I have to laugh, since Wiktionary is an “open source” (like its encyclopedia cousin Wikipedia) dictionary that can be edited by anyone, but is generally maintained by a large informal “committee” of volunteers, which makes it in fact, an anarchic institution. No surprise then that its bias is to give the word anarchism a better spin, and take a poke at the competition in that last clause.
Wikipedia describes itself as a…

Free, web-based, collaborative, multilingual encyclopedia project supported by the non-profit Wikimedia Foundation. Its 15 million articles (over 3.2 million in English) have been written collaboratively by volunteers around the world, and almost all of its articles can be edited by anyone with access to the site.

Well anarchic institutions like Wikipedia, that are run informally be regular folks rather than formally by experts, don’t get much respect. Shapiro points out in his article that there are a fair amount of teachers that he works with discourage their students from using Wikipedia as a source, but he does not share their concern, saying…

Like any encyclopedia, the online resource Wikipedia is not a perfect reference guide; however, it is an excellent place for students to start the research process and has immense pedagogical value for teachers.

My son Eric, who left school at age 14 and continued pursuing his education on his own, became very versed in current events, history and other areas of knowledge by reading the online edition of the New York Times every day and looking up anything he read that caught his interest on Wikipedia, drilling down from article to article until he was satisfied he understood.

Speaking to its veracity relative to a traditional encyclopedia written by paid experts…

A recent study, published in Nature, showed that for every four errors found in Wikipedia, there were three errors found in the Encyclopedia Britannica. Yet that study was conducted in 2005, and since then those same Wikipedia entries have been subjected to intense online scrutiny.

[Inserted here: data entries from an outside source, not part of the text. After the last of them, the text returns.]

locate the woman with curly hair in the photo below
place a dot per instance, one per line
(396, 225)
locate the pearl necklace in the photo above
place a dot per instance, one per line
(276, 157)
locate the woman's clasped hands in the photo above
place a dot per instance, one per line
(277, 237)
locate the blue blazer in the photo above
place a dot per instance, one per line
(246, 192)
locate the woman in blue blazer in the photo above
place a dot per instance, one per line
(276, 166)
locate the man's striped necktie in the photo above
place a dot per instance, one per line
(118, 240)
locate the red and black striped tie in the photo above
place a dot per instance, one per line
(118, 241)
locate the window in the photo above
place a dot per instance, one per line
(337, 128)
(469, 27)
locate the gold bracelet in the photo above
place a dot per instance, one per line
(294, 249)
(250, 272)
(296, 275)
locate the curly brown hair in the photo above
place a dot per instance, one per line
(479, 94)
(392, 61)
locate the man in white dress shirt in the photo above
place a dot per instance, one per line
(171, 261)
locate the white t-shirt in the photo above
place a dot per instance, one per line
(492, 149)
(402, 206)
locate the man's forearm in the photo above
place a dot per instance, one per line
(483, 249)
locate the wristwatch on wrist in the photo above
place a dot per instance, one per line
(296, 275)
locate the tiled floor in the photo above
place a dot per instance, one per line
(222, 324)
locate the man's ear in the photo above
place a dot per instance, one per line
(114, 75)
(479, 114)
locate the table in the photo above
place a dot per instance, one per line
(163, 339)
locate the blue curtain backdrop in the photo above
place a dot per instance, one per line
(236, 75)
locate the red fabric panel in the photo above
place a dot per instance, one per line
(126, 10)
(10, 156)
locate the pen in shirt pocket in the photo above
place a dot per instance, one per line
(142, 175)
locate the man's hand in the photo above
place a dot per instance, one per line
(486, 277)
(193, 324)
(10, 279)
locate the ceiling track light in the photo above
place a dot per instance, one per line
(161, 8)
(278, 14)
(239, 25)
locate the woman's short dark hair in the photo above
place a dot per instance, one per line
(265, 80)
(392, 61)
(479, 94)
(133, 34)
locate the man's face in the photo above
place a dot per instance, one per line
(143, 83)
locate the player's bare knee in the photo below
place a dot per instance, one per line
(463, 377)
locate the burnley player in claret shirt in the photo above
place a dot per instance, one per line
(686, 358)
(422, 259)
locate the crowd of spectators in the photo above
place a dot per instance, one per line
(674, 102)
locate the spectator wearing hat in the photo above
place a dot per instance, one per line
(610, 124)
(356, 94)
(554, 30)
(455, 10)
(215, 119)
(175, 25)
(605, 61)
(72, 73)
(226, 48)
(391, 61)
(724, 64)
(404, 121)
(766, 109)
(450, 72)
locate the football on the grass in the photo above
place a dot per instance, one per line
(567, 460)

Each entry is assigned a discussion board to resolve disputes, and particularly contentious battles can be resolved by “admins.” These online arguments can actually improve the quality of the information.

That last statement by the author speaks to the possibility that a reference maintained by an informal (anarchic) web of volunteers can be better than one traditionally maintained. Going into more detail on this point he says…

When I worry about the accuracy of the information, I can check the citations (which are also hyperlinked) to separate fact from fiction. But in general, I don’t worry. After all, if people volunteer their free time to share their passions — whether it is for football or physics — chances are they know their stuff. Take the example of Vaughan Bell, a neuropsychologist at London’s Institute of Psychiatry. He has continually reworked the Wikipedia entry on schizophrenia, not because he is paid to do so, but rather because he is passionate about the topic.

Here the anarchic volunteer model may in fact be superior in our modern wired world, because it engages the passions of the people most interested in the topic around the world. Could this be an evolutionary model for our human race, moving from hierarchical institutions of top-down control toward more informal self-forming organizations based on love, the love of knowledge? Moving from Britannica to Wikipedia?

Even the Britannica cannot deny the value of online contributors, since its editors recently allowed their online encyclopedia to be modified by readers (although reader edits must go through a review board).

Wikipedia is just one example of a new generation of institutions that the anarchic Internet can spawn, harnessing the power of caring individuals all around the world and substituting un-paid volunteer passion for paid expertise.

This piece is more a rumination than a solidly argued position piece. But given my biases as a right-brained non-linear thinker, activist, and a person with a love of improvisation and not doing the same thing the same way twice, I like anarchism as a very useful governance model moving forward into this new century. Not perhaps for countries or such geographic entities, but maybe for the kind of emerging knowledge infrastructure that may mark this new information era.